Calculate the probality of each tokens occurance within the training set as well as the natural log.

In [38]:
md_df = pd.DataFrame(list(about_mandrill_count_dict.values()),index=list(about_mandrill_count_dict.keys()))
md_df.rename(columns={0: 'Token Count + 1'}, inplace=True)
md_df['P(Token|App)'] = md_df['Token Count + 1'] / md_sum
md_df['LN(P)'] = np.log(md_df['P(Token|App)'])

ot_df = pd.DataFrame(list(about_other_count_dict.values()),index=list(about_other_count_dict.keys()))
ot_df.rename(columns={0: 'Token Count + 1'}, inplace=True)
ot_df['P(Token|Other)'] = ot_df['Token Count + 1'] / ot_sum
ot_df['LN(P)'] = np.log(ot_df['P(Token|Other)'])

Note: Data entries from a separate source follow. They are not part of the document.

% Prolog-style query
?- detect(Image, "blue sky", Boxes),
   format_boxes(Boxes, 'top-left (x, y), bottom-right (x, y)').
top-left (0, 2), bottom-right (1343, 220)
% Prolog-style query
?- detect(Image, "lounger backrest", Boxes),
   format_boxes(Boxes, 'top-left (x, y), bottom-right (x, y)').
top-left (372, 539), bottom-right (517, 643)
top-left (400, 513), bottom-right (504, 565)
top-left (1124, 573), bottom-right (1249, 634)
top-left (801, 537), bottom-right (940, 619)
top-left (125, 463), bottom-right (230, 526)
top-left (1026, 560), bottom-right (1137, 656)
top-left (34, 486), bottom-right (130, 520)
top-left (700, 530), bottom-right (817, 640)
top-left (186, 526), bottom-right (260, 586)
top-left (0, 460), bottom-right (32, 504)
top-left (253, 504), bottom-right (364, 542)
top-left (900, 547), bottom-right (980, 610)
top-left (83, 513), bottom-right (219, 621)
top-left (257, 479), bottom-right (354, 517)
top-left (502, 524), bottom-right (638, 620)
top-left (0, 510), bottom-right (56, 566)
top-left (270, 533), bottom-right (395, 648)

A function to determine the conditional probability for a particular tweet and an associated model

In [49]:
def tweet_scorer(tweet, probs_df):
    #tweet is list of individual words
    prob_total = 0
    s = probs_df['Token Count + 1'].sum()
    for word in tweet.split(' '):
        if len(word) <= 3: continue # no score for short words
        if word in probs_df.index:
            prob_total += probs_df['LN(P)'].loc[word]
        else:
            prob_total += np.log(1/s)
    return prob_total

Use model to predict class of each test tweet

In [55]:
test_tweets_df = pd.read_excel(excel_file, 'TestTweets', parse_cols = "C", index_col=None)
test_tweets_df = test_tweets_df.applymap(clean)

print ('Predictions')
print ('-'*13)
num = 1
for row in test_tweets_df.itertuples():
    tweet = row[1]
    if tweet_scorer(tweet, md_df) > tweet_scorer(tweet, ot_df):
        print ('#%i: Mandrill App (%s)'%(num, tweet))
    else:
        print ('#%i: Other (%s)'%(num, tweet))
    num += 1

Predictions
-------------
#1: Mandrill App (just love @mandrillapp transactional email service - http://mandrill.com sorry @sendgrid and @mailjet #timetomoveon)
#2: Mandrill App (@rossdeane mind submitting a request at http://help.mandrill.com with account details if you haven't already  glad to take a look )
#3: Mandrill App (@veroapp any chance you'll be adding mandrill support to vero )
#4: Mandrill App (@elie__ @camj59 jparle de relai smtp 1 million de mail chez mandrill / mois comparé à 1 million sur lite sendgrid y a pas photo avec mailjet)
#5: Mandrill App (would like to send emails for welcome  password resets  payment notifications  etc what should i use  was looking at mailgun/mandrill)
#6: Mandrill App (from coworker about using mandrill  "i would entrust email handling to a pokemon".)
#7: Mandrill App (@mandrill realised i did that about 5 seconds after hitting send )
#8: Mandrill App (holy shit it’s here http://www.mandrill.com/ )
#9: Mandrill App (our new subscriber profi

We got the same predictions as the book.